Improve Your Credit Score
Credit becomes scarce during a recession. Financial lenders typically increase their lending standards when there is less money flowing around the economy. This will make it harder to get approved for a mortgage, auto or personal loan.
Do your best to boost your credit score by paying your bills on time and using your credit wisely. Monitor your credit score regularly to see how it is changing over time. Contact one of the three credit reporting agencies to fix any issues that may impact your score.
Having a strong credit score will help you access funds or buy items on credit if your hours are cut at work.
Avoid Panic Selling
The stock market will take a hit when the economy starts to contract. You might be tempted to sell off your stocks as prices continue to fall, but markets tend to rebound and see strong growth in the years following a recession. Getting out of the stock market can mean missing out on the opportunity to buy stocks when they are on sale.
Instead of trying to wait for the bottom and time the market, many experts recommend dollar-cost averaging, or systematically investing small amounts on a regular basis. This strategy is often used by long-term investors in retirement accounts to consistently build their wealth over time.

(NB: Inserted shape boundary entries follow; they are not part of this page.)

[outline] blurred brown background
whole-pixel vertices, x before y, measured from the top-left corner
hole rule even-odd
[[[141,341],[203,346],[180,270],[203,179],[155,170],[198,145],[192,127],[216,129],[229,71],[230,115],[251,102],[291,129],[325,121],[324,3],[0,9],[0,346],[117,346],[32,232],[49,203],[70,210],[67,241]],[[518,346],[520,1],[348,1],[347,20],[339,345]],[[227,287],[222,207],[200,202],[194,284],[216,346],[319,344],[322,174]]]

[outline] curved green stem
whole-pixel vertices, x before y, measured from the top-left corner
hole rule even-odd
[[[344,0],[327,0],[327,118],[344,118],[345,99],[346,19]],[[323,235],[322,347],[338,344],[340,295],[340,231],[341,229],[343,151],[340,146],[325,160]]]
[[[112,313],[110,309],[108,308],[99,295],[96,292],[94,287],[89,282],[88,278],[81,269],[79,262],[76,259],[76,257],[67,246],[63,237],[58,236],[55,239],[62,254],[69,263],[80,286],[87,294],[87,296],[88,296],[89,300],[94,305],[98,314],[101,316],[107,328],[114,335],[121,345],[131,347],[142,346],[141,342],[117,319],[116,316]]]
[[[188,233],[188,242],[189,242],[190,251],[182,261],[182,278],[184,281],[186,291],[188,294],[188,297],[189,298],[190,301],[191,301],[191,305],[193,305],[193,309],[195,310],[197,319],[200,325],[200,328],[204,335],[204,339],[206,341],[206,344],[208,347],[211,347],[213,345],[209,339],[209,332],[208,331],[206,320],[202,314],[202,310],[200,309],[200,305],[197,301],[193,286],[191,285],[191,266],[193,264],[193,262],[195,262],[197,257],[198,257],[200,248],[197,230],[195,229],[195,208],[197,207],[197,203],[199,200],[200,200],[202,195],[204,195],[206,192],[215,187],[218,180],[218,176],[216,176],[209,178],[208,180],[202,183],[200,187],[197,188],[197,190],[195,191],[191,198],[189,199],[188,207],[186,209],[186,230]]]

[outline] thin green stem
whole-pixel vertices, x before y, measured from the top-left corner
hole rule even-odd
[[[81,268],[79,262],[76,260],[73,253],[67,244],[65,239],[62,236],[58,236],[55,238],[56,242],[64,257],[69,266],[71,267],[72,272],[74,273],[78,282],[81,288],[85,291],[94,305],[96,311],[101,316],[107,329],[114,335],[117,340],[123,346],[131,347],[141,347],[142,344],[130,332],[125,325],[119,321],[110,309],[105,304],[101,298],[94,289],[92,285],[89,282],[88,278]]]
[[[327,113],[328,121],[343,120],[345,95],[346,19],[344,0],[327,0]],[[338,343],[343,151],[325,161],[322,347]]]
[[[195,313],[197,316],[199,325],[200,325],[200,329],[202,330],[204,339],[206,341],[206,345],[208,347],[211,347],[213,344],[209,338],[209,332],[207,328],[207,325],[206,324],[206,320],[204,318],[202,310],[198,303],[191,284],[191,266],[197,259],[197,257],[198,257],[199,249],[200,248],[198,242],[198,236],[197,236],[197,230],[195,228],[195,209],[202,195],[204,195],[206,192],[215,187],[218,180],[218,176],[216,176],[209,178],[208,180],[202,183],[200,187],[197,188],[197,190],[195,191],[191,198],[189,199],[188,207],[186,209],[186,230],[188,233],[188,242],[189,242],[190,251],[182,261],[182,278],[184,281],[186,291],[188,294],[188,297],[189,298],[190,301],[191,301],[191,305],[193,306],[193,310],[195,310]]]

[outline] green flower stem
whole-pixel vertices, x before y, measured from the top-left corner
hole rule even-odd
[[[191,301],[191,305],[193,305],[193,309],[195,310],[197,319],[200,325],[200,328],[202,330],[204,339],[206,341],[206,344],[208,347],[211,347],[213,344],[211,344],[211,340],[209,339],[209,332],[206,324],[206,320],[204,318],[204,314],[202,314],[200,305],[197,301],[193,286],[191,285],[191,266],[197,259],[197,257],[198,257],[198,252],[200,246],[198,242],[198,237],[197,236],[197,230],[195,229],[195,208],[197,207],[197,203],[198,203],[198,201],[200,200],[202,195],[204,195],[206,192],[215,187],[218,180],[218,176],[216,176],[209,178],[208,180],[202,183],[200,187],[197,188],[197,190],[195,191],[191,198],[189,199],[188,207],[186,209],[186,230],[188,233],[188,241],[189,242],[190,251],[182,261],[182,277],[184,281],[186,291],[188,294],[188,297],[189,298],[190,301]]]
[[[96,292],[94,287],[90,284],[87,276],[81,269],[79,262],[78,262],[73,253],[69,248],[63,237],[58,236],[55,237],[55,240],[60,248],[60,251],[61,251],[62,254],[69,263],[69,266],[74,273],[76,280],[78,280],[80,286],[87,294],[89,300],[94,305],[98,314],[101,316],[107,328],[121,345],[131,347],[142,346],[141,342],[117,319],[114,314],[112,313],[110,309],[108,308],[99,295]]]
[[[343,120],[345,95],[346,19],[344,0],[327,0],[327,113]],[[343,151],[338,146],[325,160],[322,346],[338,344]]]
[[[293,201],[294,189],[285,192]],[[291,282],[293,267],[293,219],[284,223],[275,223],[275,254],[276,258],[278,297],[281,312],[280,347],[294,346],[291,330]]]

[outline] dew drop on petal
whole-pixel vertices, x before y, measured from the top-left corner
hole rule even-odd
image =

If you don’t have a long time horizon or are approaching retirement, work with a qualified professional to create a financial plan to help protect your nest egg and retirement funds.
Keeping track of all your current outstanding debts and making your payments on time is extremely important. If you fall behind on your regular payments, the interest will be compounded, making it that much harder to get out of debt.
Paying off high-interest credit card debt can be a challenge during a recession. Use debt payment strategies like the avalanche method which focuses on paying down the debt with the highest interest rate as quickly as possible while still paying the minimum amount owed on your other statements.
Consider applying for a low-interest personal loan or line of credit to consolidate your debt before credit availability tightens. The loan will replace your other outstanding debts, leaving you with one regular monthly payment.
You may also have trouble paying your student loans during this time. Consider applying for an income-driven repayment plan or asking for a pause on your payments if your income level falls. You might also want to sign up for a new repayment plan when interest rates are low to speed up the repayment process.
With preparation and planning, you can lessen the effects of a recession on your finances. Know what resources are available to help you and maintain good financial habits to protect yourself through times of financial uncertainty.